In an interview with the BBC late Tuesday, he said Prime Minister Tony Abbott was being "foolish" in his declaration this week that "coal is good for humanity" when opening a new mine in Queensland state.
"Australia has the most extraordinary environment and I don't understand why our government seems committed to destroying what we have that's unique in the world," said Flanagan, a long-time campaigner for the preservation of old growth forest in Tasmania where he lives.
"To be frank, I'm ashamed to be Australian when you bring this up."
Abbott made his remarks while opening a new BHP Billiton mine, just days after China's shock decision to impose a tariff on resource-rich Australian coal.
"It's very important that we sustain our faith in coal," Abbott said.
"Coal is vital for the future energy needs of the world.
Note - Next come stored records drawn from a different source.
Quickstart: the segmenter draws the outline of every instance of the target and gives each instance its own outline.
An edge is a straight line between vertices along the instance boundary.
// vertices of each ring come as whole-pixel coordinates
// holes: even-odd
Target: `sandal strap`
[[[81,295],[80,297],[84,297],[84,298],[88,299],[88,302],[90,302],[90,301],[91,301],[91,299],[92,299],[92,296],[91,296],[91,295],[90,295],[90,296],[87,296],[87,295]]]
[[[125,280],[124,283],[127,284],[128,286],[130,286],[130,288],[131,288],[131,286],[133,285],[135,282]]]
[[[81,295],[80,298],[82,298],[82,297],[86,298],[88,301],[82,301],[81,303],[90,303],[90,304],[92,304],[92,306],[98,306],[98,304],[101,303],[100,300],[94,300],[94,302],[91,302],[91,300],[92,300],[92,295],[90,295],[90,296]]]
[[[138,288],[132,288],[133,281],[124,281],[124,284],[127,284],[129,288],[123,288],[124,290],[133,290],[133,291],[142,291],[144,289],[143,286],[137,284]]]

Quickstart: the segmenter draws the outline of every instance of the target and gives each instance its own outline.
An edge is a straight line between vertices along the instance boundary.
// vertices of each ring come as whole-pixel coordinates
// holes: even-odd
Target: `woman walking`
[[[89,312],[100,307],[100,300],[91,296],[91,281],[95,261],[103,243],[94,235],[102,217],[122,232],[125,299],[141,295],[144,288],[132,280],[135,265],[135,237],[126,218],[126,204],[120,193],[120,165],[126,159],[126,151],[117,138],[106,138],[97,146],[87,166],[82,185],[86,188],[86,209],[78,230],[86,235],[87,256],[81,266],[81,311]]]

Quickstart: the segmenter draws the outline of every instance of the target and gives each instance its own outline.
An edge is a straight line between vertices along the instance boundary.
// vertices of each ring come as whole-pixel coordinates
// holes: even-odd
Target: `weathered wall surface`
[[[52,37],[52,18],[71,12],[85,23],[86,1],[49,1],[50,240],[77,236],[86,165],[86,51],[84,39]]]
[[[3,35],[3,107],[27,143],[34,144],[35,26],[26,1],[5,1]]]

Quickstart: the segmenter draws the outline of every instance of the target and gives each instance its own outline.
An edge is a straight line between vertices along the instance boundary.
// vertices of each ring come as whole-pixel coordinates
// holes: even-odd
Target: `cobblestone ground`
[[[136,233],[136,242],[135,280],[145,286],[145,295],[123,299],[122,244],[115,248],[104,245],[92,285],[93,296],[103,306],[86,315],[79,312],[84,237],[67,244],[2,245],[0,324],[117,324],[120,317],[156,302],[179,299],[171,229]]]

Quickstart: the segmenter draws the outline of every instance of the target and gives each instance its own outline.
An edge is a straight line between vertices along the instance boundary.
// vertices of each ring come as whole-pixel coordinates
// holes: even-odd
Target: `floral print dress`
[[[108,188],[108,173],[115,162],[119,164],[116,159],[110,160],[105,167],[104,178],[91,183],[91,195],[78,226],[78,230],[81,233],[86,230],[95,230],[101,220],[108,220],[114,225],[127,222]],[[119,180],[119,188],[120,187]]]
Energy is critical if the world is to continue to grow and prosper," the prime minister said. "So let's have no demonisation of coal."
Australia is among the world's worst per capita polluters due to its reliance on coal-fired power and mining exports.
Despite his criticism Flanagan, the third Australian to win the Booker Prize, which includes a trophy and an award of 50,000 ($80,000, 63,000 euros), was praised by Arts Minister George Brandis.
"This accolade recognises not only Richard's wonderful writing and imagination, but is a reflection of the quality of Australian literature," he said.
"Australians will be immensely proud of Richard's achievement."
Flanagan, who left school at 16, worked on the novel for 12 years, and his father died the day that it was finished.